If we are honest with ourselves, most of us will admit that our decisions are largely based on what I refer to as internal motivators. Internal motivators include our personal needs, wants, and desires. These are the things which appeal to us personally in one way or another. When looking at career motivations, one example of this could be a childhood dream to practice medicine. Another could be the appeal to be a designer due to the desire to create. Sometimes career choices come based on the desired lifestyle which accompanies a particular career. Freelancers and remote workers might cite autonomy as one of their major motivating factors in choosing their current position. These are but a few examples of the possible internal motivators which drive an individual to choose a career.

External Motivators

External motivators come in many shapes and sizes of which might include circumstances, friends or family members. Sticking to the theme of career motivations, an example of an external motivator might include the level of pay a particular career provides. Another might be upholding the expectations from parents, friends or other family members. People often want to impress or be seen favorably by their parents, friends or potential spouse. The prestige associated with a particular career can be an intoxicating desire which can be hard to pass up. Sometimes external motivators come in the form of difficult circumstances. Being fired or let go from a job creates an intense sense of urgency when looking for work. Often the weight of the situation will drive people to accept jobs which they might not accept otherwise. Here I have listed just a few examples, but I believe they give enough clarity to the concept of external motivators.

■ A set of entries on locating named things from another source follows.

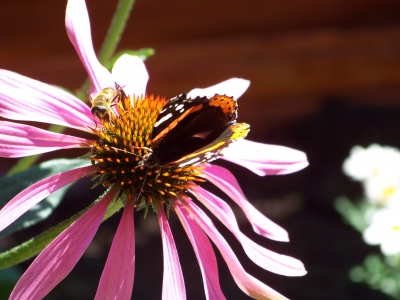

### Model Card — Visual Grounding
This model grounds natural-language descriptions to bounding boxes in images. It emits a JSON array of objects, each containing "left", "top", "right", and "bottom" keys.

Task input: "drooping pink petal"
[
  {"left": 65, "top": 0, "right": 115, "bottom": 94},
  {"left": 10, "top": 190, "right": 117, "bottom": 300},
  {"left": 0, "top": 121, "right": 89, "bottom": 157},
  {"left": 222, "top": 139, "right": 308, "bottom": 176},
  {"left": 203, "top": 165, "right": 289, "bottom": 242},
  {"left": 0, "top": 165, "right": 98, "bottom": 231},
  {"left": 95, "top": 193, "right": 135, "bottom": 300},
  {"left": 157, "top": 201, "right": 186, "bottom": 300},
  {"left": 188, "top": 78, "right": 250, "bottom": 100},
  {"left": 175, "top": 198, "right": 287, "bottom": 300},
  {"left": 112, "top": 54, "right": 149, "bottom": 96},
  {"left": 174, "top": 199, "right": 225, "bottom": 300},
  {"left": 194, "top": 187, "right": 307, "bottom": 276},
  {"left": 0, "top": 70, "right": 95, "bottom": 131}
]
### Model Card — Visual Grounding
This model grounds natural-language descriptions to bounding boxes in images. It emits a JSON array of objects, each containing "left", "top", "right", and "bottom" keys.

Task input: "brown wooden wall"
[{"left": 0, "top": 0, "right": 400, "bottom": 136}]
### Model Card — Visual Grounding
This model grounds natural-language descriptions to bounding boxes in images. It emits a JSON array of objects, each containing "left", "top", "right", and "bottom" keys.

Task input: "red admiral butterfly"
[{"left": 139, "top": 93, "right": 249, "bottom": 167}]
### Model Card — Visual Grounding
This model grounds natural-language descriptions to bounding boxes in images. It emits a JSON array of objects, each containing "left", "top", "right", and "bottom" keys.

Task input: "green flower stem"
[
  {"left": 77, "top": 0, "right": 135, "bottom": 94},
  {"left": 99, "top": 0, "right": 135, "bottom": 65},
  {"left": 0, "top": 200, "right": 124, "bottom": 270},
  {"left": 6, "top": 125, "right": 65, "bottom": 176}
]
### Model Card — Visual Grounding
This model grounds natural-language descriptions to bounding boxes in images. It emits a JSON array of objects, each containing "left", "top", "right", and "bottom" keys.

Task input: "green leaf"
[{"left": 0, "top": 159, "right": 90, "bottom": 237}]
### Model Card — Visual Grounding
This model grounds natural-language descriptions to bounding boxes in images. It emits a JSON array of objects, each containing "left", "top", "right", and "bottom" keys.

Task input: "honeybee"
[{"left": 87, "top": 84, "right": 125, "bottom": 124}]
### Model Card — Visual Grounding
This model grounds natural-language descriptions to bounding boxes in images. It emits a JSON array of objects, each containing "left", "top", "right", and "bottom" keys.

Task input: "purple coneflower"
[{"left": 0, "top": 0, "right": 308, "bottom": 299}]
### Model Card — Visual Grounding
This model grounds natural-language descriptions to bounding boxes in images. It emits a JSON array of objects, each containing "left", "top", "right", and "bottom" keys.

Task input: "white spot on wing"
[
  {"left": 154, "top": 113, "right": 172, "bottom": 127},
  {"left": 179, "top": 157, "right": 200, "bottom": 167}
]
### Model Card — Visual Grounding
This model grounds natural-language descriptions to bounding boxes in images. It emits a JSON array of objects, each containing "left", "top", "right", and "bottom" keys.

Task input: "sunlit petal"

God’s Will aka “Godly Motivators”

This includes the Will of God. Another way of thinking about this category might be to think about the plans God has for his children. This category often takes a back seat to internal or external motivators. We are often so overwhelmed by the first two categories that God’s Will gets overlooked in the process. As we mature as believers, God’s Will should begin to take priority in our decisions. This can begin by simply asking the question, “God, what do you want in this situation?” Merely asking the question causes a shift of focus from our internal and external motivators to what is really important, God’s Will.

I hope that simply thinking through this topic will stir within you. the desire to come up with your own decision making plan. Simple or complex it does not matter. The result is what matters. I have not accomplished. this, I merely started thinking it through. This is on my list to do this year. I hope you will make it a priority because I believe the results of having an effective decision-making routine can change your life.